Still Life: An Audience With Henrietta Moraes
- David Kettle
- 7 August 2012
This article is from 2012

An hour away from frenzied fringe with immersive monologue/life-drawing
It’s pretty disconcerting being addressed by a naked, middle-aged woman, but you soon get used to it. And when she invites you to draw her body, you might feel self-conscious at first – but as writer and actor Sue MacLaine’s life drawing-cum-monologue progresses, it all seems to make perfect sense.
MacLaine plays Henrietta Moraes, muse to artists including Lucian Freud and Francis Bacon, and delivers fractured observations from Moraes’ eventful life in a somewhat measured, deliberate performance, interspersed with opportunities to draw her.
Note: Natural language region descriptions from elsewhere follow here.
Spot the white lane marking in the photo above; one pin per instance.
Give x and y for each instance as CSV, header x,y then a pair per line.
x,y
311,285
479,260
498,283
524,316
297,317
Paper and pencils are provided.
Quite apart from providing an hour of calm away from the frenzy of the Fringe, in involving the audience in the artistic process MacLaine’s show immerses you in the art world, providing an added resonance for her decadent stories of casual sex, casual drugs and their fallout in jail and illness.
It’s sometimes too inward looking, and some knowledge of the greats of 20th-century art will help with comprehension, but as an opportunity to dip a toe into a strange and stimulating world, it’s highly successful.
Whitespace, 226 0000, until 27 Aug (not 14), 5.15pm, £12 (£9).